At one point in the process, it seemed as if almost every friendship I had known with my peers had fallen away, which in itself was shocking from where I had come from only a couple years prior. Now the few friends around me were 65 plus years old, and I was 25. I remember wondering, will I ever have friends my age again? It didn’t matter. Because I was surrendered in God’s hands, and it was truly wonderful. He gave me friends, and guides, and exactly what I needed at every turn, even if not always what I would have chosen.


Since that time, surrender has not stopped. This was the beginning. An inflection point to a new way of life.  


The grace which took me to the mountain top through surrender, soon took me off it, after 2 mountain seasons. Waves of tears and sorrow wrecked me as I drove up highway 99 in California, observing how we live as people, with eyes of one who had just arrived on earth for the first time, and is realizing they will have to live in the midst of this strange condition called civilization. 


To leave that time and place of the central Sierra in all the pristine glory of our Creator, and re-enter a world which held no meaning for the sensitive heart which had been re-ignited in me…. another step in learning to surrender. 

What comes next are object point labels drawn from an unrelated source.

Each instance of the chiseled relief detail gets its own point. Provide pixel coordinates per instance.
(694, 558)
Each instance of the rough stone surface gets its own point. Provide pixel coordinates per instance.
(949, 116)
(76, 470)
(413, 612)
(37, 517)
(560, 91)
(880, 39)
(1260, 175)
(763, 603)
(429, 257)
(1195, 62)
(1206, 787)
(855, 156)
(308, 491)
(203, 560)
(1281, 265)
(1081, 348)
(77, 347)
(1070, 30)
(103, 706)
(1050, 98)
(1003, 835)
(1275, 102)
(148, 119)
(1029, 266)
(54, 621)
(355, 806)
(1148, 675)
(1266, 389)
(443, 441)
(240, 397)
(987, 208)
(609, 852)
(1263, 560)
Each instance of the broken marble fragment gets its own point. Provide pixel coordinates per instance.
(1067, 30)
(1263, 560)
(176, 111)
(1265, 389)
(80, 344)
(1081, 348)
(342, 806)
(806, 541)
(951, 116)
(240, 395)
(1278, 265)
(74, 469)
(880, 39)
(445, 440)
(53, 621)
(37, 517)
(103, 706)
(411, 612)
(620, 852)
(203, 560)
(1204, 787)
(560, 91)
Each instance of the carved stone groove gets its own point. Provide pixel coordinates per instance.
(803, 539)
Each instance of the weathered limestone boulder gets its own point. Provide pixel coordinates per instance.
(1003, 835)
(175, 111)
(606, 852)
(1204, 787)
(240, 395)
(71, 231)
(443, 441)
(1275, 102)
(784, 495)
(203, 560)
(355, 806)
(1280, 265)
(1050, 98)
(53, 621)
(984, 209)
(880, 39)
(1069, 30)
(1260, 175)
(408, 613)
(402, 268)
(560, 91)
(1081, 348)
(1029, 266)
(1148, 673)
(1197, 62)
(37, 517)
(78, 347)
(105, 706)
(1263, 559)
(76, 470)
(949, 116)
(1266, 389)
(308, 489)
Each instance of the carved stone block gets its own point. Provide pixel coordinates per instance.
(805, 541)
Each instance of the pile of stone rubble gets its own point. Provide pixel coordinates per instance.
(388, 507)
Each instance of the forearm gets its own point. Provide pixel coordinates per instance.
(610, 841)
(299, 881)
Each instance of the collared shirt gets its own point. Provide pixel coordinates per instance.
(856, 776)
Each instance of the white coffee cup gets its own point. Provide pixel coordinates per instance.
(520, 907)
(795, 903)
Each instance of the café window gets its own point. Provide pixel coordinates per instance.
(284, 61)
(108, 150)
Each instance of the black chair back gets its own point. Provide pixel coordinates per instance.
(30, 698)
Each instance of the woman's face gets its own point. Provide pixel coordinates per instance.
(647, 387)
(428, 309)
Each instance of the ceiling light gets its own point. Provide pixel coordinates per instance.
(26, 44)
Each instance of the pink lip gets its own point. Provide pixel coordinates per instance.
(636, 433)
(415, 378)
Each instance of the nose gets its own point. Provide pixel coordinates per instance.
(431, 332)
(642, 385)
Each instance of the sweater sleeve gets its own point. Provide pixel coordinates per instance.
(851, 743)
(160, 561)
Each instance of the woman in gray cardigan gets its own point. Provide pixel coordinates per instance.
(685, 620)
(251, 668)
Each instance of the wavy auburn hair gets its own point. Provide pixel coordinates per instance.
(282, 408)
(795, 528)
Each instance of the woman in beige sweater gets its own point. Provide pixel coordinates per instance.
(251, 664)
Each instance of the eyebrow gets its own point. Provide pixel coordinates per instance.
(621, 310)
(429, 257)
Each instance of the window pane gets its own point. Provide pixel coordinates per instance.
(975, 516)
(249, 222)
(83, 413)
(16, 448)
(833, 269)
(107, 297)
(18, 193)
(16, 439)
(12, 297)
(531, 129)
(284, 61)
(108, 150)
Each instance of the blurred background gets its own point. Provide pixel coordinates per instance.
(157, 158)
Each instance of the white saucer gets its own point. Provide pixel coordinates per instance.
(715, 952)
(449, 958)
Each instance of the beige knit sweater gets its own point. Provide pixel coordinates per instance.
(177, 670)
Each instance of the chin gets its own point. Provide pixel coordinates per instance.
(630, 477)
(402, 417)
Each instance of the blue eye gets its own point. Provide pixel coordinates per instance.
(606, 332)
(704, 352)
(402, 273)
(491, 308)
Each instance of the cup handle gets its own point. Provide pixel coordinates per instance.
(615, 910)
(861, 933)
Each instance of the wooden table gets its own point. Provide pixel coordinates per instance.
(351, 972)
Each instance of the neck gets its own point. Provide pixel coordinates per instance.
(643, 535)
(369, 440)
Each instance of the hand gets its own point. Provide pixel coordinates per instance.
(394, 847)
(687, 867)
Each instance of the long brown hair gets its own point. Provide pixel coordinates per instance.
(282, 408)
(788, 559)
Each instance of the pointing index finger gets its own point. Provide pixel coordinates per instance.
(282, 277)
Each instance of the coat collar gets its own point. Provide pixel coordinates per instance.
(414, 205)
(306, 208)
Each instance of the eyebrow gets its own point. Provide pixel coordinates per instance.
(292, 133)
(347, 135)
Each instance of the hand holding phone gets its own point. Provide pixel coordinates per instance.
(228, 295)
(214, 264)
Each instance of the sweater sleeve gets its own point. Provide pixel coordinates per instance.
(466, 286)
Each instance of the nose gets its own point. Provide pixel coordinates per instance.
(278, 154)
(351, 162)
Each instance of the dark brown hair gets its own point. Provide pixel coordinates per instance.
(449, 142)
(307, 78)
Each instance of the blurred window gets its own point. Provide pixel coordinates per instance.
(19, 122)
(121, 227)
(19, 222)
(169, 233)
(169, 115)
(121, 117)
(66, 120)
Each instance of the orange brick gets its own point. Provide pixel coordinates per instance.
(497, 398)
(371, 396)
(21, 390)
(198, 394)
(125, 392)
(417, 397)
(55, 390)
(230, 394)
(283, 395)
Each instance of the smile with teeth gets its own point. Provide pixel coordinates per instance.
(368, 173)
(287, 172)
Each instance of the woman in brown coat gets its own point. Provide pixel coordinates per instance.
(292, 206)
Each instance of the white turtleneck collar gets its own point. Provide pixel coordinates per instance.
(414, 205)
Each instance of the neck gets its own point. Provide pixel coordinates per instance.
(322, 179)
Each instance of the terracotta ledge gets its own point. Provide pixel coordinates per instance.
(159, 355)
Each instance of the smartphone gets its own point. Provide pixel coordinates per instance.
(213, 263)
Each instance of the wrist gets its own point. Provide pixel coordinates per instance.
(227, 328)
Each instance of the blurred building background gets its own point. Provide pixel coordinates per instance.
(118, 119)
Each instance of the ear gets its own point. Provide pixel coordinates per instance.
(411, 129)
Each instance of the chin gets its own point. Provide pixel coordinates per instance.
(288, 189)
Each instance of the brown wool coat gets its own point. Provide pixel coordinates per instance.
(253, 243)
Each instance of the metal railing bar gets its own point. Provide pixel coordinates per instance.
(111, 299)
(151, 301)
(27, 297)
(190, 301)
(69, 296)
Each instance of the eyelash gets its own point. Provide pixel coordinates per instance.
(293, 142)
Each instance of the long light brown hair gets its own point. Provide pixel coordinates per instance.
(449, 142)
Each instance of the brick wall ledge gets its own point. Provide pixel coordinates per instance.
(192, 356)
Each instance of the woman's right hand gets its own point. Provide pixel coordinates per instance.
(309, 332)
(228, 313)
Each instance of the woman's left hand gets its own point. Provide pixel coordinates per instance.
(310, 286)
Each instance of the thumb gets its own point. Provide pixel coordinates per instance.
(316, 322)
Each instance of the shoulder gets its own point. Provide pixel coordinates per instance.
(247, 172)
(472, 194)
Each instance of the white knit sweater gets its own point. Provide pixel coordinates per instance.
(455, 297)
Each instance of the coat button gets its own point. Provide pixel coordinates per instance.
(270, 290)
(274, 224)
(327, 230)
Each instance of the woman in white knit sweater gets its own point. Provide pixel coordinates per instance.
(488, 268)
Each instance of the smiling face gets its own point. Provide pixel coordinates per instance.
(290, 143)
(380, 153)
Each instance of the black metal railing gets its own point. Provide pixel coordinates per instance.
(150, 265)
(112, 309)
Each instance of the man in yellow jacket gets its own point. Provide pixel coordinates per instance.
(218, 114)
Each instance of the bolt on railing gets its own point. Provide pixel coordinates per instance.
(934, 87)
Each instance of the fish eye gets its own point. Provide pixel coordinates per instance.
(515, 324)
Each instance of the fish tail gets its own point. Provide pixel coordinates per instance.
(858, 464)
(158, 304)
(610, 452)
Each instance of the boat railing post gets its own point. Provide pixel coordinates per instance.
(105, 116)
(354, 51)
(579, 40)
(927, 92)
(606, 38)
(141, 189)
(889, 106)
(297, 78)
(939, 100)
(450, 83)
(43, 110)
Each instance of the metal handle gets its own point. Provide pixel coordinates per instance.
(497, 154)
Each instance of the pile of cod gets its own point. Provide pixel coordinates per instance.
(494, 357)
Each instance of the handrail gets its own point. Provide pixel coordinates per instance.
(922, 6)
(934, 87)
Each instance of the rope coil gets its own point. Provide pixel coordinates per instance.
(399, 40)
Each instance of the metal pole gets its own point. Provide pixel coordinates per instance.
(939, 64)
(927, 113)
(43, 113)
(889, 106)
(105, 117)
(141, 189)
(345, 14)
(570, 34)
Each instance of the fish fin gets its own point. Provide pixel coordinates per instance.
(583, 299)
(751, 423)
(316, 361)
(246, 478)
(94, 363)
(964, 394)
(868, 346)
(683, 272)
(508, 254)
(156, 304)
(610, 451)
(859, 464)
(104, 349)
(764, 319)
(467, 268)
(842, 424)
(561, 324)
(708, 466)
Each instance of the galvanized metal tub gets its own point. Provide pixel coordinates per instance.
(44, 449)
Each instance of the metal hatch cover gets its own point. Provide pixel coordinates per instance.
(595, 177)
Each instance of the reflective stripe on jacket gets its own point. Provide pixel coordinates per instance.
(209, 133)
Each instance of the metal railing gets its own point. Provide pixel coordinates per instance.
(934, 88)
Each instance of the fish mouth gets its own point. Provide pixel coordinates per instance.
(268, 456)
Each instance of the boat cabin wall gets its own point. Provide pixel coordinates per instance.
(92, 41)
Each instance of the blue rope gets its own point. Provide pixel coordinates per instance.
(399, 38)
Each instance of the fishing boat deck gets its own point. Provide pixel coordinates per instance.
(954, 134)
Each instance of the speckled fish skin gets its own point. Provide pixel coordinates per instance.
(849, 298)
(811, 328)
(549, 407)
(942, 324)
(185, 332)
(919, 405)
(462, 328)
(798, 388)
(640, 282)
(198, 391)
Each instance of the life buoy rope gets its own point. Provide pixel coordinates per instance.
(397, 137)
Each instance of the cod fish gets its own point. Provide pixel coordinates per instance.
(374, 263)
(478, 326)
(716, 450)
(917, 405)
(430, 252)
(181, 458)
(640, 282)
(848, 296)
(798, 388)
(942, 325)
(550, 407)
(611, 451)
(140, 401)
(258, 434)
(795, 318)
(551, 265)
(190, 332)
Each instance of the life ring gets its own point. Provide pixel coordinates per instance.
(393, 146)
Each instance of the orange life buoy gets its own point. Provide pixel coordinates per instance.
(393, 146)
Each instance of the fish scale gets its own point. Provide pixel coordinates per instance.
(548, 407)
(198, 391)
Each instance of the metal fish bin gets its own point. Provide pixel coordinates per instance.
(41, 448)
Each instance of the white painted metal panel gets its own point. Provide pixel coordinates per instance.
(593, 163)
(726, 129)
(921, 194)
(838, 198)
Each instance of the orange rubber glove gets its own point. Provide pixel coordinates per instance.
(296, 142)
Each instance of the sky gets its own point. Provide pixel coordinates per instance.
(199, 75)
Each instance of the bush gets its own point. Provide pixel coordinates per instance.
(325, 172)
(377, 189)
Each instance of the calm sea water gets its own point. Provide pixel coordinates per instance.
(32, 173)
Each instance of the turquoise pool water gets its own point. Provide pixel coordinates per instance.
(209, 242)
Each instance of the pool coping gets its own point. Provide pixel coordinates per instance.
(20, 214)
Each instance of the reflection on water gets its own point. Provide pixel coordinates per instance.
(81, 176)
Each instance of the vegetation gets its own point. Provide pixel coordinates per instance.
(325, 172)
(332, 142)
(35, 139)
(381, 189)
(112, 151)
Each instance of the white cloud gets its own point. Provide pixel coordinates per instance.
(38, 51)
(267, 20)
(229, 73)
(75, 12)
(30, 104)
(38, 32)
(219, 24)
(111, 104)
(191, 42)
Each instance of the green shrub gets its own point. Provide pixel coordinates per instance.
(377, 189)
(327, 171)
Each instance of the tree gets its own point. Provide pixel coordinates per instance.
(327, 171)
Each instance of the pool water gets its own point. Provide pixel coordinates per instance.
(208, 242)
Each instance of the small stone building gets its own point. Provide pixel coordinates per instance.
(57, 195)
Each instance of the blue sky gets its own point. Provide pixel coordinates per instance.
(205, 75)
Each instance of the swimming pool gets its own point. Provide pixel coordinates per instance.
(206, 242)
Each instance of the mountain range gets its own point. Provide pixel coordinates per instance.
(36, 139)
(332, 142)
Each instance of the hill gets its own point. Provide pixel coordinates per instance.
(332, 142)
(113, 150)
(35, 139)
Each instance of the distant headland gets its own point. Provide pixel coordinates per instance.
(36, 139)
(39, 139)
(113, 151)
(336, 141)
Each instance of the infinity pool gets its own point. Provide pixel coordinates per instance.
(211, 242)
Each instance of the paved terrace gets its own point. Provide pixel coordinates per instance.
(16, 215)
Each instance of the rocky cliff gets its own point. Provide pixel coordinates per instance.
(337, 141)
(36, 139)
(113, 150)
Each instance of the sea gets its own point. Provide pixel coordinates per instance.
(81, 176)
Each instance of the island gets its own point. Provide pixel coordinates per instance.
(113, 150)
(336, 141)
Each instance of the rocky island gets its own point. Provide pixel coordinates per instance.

Here I write this, nearly 17 years since leaving that job in the city by the Bay, and surrendering that direction in life which was no longer serving me.


This last decade has taken me through tragedy and triumph; brought me into organization, and cast me back out again; taken me before those who taught me by showing what not to do, and brought me before my very own, SatGuruDev; it has filled me with inspiration to do the Will of God, and struck me to the ground, with no ability of my own to carry on. And yet, in all of this, the lesson of surrender remains the eternal constant. I may not be able to do it, but God can and will through me, if it be His will. Naught else matters.


There is no end to the surrendered state, so long as we are still growing into the perfect knowing of our oneness with God. So long as there is still this little i, which has its own motivations and agenda for life, we will be met with an ever new need to cultivate surrender to the God inside. To ask Him, what do you think? How can I help? Will you guide me through this? All that I know is that I need you. I am lost without you, Lord. 


It can all sound a bit dramatic to the worldly mind, and especially the mind of man in early Dwarapa Yuga, set as it is on its course of ego-empowerment and proving oneself in the world. Yet, we have found time and again, that all the wealth of the Rockefellers doesn’t bring happiness, and all the fruit from the tree of knowledge eaten in one sitting doesn’t make one wise. Must we aspire to accumulate it all for ourselves in order to learn the lesson? 


As we each exhaust all the various bi-ways on the interstate of an ego-centered commute, and find that none of them, in and of themselves, have the happiness we seek - we arrive again and again at the doorstep of our dearly beloved, sister surrender. Not out of defeat, but in the realized victory of the Soul. Out of total freedom from the littleness of ‘me and mine,’ and in total submission to the God in one and all.


Far from being defeated, He fills us up with so much inspiration and joy, for how to live in this world, for how to help it, for how to be a good neighbor, for how to be a servant of His will, that far from being a terrible place - this world itself and everyone in it, are He. And we are inspired anew to treat it that way.